We were driving back by car from Rishikesh to Delhi on 11 Apr 10. Short of Haridwar, the traffic was diverted to avoid the ingress routes to Haridwar because of the Kumbh mela, and the huge crowd of devotees that had congregated there. We travelled across the Ganga on to the opposite bank - through the wild life sanctuary on the foothills of the Himalayas, and finally made our way through the lesser travelled roads to intercept the Haridwar - Delhi highway at Bijnore.

A view of the Ganga; Haridwar on the other bank and the Vaishno Devi temple on top of the hill. (Click on the image to get a larger view).

This journey had its own charm, although it did increase our travel time. I call these older roads as roads with some history and character; away from the modern four lane highways being built with all effort to avoid humans and nature. Interesting sights included flora, fauna and signboards warning you "Elephant crossing path" and "Lookout for animals".

We drove on the sugarcane belt of Uttar Pradesh and I witnessed a lot of bullock carts, tractors (some covering both lanes of the road), trucks loaded with sugarcane driving past. I thought they were heading to some sugar factory and dismissed them for a while until I saw a jaggery making unit on the roadside. It reminded me of the time when as a little boy in the early 60s I had spent 6 months in Dinanagar - a village in Punjab on the Pathankot - Amritsar highway.

We had finished our schools (ICSE) in December and were to join CBSE starting in July and were thus spending six months with my maternal grand parents. Having lived in the cities, our excitement was to bathe in the stream or under the pump in the fields; gorge sugarcanes; fly kites on rooftops; drink milk boiled on cowdung cakes from the 'kade' wala glass; and many such typically rural Punjabi activities - I am not sure if these still exist in present day rural Punjab.

On a few occasions we city kids were invited to the 'gur' (jaggery) making 'kolhus' (crushers) to partake of the hot 'gur' being made.
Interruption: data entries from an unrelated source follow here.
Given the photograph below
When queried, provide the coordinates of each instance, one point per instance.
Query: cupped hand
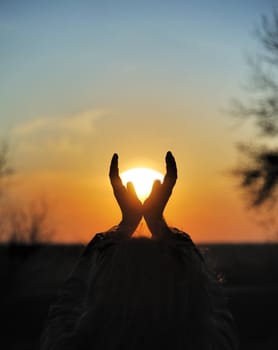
(130, 205)
(154, 205)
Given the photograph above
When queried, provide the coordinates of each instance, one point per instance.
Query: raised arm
(130, 205)
(155, 204)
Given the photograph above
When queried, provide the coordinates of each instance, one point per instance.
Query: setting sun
(142, 179)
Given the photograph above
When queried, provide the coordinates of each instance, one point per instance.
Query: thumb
(131, 189)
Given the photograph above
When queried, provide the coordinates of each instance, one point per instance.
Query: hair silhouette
(147, 294)
(130, 294)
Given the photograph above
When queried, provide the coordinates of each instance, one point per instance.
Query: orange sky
(81, 82)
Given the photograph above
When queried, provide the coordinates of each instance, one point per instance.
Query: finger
(171, 170)
(115, 179)
(131, 190)
(156, 188)
(114, 170)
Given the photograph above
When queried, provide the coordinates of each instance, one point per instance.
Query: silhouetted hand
(130, 205)
(154, 205)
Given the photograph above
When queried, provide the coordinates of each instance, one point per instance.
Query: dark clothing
(72, 312)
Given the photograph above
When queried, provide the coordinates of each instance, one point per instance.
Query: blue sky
(83, 79)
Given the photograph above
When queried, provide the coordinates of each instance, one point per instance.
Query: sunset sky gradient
(81, 80)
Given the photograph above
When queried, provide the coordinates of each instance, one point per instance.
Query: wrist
(158, 227)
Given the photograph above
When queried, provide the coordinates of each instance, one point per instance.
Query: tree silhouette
(20, 224)
(259, 174)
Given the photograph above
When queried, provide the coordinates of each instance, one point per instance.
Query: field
(30, 276)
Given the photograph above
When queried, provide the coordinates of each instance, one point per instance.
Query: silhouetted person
(127, 293)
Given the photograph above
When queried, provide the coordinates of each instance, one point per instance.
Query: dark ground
(30, 276)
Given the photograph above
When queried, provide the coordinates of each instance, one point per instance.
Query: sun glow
(142, 179)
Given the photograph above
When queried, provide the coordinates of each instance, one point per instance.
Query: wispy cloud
(78, 124)
(55, 142)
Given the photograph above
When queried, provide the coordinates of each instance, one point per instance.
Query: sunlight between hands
(130, 205)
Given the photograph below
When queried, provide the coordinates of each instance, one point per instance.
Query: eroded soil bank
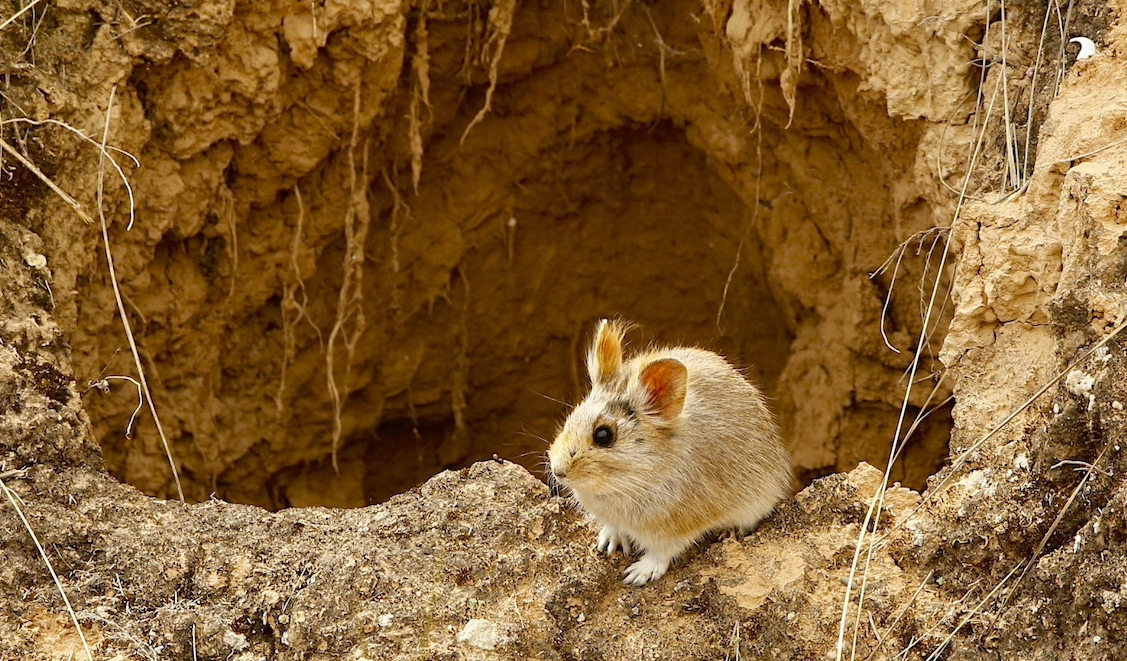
(376, 234)
(370, 239)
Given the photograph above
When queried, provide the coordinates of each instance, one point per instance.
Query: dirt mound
(361, 242)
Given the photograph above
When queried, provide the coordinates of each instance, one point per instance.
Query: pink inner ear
(665, 383)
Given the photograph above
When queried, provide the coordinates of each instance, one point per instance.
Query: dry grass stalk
(15, 501)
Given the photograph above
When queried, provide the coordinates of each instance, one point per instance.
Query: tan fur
(695, 449)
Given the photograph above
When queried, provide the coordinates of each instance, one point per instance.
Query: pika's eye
(603, 436)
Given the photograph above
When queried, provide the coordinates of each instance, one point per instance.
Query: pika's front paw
(610, 539)
(648, 569)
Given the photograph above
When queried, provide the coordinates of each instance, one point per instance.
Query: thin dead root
(104, 386)
(757, 128)
(104, 149)
(975, 610)
(62, 194)
(121, 304)
(500, 26)
(349, 321)
(1048, 534)
(11, 18)
(16, 505)
(876, 505)
(895, 260)
(293, 311)
(965, 456)
(892, 627)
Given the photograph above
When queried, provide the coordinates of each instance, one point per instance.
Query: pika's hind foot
(610, 539)
(650, 568)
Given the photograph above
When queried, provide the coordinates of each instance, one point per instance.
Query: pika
(670, 444)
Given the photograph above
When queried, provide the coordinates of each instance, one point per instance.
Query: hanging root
(349, 323)
(500, 26)
(294, 311)
(420, 97)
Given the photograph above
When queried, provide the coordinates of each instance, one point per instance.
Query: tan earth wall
(361, 242)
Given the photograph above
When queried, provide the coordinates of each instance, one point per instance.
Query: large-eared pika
(668, 445)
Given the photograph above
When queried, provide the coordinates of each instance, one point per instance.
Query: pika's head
(621, 432)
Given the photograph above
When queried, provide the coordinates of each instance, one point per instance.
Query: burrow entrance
(321, 330)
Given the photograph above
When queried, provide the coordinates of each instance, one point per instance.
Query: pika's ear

It always tasted very good - and this taste stayed with me, I guess. And so I stopped at the next one and bought some hot 'gur'. While there I interacted with the people there; took some photographs of what goes into making 'gur'. It was interesting to watch that nothing much had changed in the procedure for making 'gur' except for the fact that the bullocks that used to drive the 'kohlu' had been replaced with a diesel operated crusher - everything else remains the same, even after nearly 50 years. These units are really small scale and service a small segment of the sugarcane sector.

The procedure is pretty simple and captured in photographs. 'Gur' I believe has many health benefits over the white sugar that we consume. More on that

Sugarcane growing in the field.

Transportation of cut sugarcane by a tractor trailer to the 'gur-making' unit.

Another mode of transportation; off loading at the 'gur-making' unit.

Weighing of the sugarcane - payment to the farmer is by weight.

Diesel operated crushing unit. The juice is stored in cans for sedimentation purposes; sieved and put in the first pan and the leftover solid material after crushing the sugarcane, called bagasse, is dried in the sun and used as fuel to heat the pans.

Stirring the pan filled with sieved sugarcane juice.

'Bagasse' is used to light the fire under the large pans.

The juice is moved from the right to the left pan - colder to hotter pans. In the left most pan the juice boils; vegetable clarifiers are added that help bring the impurities to the top and can be skimmed off. Organic process; No chemicals are used unlike in the making of crystal white sugar.

At a certain consistency, known through experience, the semi solid, hot, 'gur' is given its shape either by hand or through the use of containers. As it cools down it solidifies. Eating raw hot 'gur' is a treat and worth trying for those who have not done it yet. It also helps bring us Indians closer to our countrymen that live in Bharat.